One night I was watching "The Simpsons" when a bemused Homer Simpson, his nose in the newspaper, said, "Oh, Andy Capp, you wife-beating drunk." Well, that's a little harsh, I thought. A drunk, sure, but a wife beater? If anything, Flo seemed to be the one throttling him.
Years later, I have accumulated a handful of older little paperbacks collecting Capp strips from the 1960s, and, yeah, Andy slugs Flo quite a bit. Sometimes they both engage in a knockdown, dragout bowl that manifests itself in a big round circle of suiggly lines with a few fists emerging on the periphery. Sometimes Flo does something to Andy. More often, though, it's Andy hitting her or the aftermath, like Flo sitting on her duff after having landed on the street.
The absolute worst ones are the strips in which Andy threatens her by cocking a fist and she cowers and acquiesces to whatever he's on about.

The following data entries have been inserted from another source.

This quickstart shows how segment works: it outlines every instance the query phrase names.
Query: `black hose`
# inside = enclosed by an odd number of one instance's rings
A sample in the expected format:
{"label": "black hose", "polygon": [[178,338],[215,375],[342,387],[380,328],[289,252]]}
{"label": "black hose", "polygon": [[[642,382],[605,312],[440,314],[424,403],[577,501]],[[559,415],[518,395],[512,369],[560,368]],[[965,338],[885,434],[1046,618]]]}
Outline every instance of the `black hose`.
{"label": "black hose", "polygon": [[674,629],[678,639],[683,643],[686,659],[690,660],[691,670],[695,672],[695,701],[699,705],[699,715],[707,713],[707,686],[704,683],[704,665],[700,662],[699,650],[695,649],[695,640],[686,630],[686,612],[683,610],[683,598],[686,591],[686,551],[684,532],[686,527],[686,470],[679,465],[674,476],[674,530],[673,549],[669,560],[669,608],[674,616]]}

Somehow that's even more disturbing than the occasional "BOP!" of his fist hitting her jaw.
Here's the thing, though: As repellent as the notion of domestic violence for laughs is today, it's still cartoony enough that it doesn't bother me enough to put down the book. Yes, some of the menacing ones stick out as discomfiting, but the rest of it still makes me laugh. I still enjoy lazy Andy napping on the sofa, boorish Andy trying to pick up a barmaid, and even thuggish Andy picking fights with bill collectors or opposing rugby players. If it were a real person, the knowledge that he likes to slug his wife would forever tarnish him for me. But in a comic strip, I still enjoy his antics.
Am I a bad person? Or am I a decent bloke?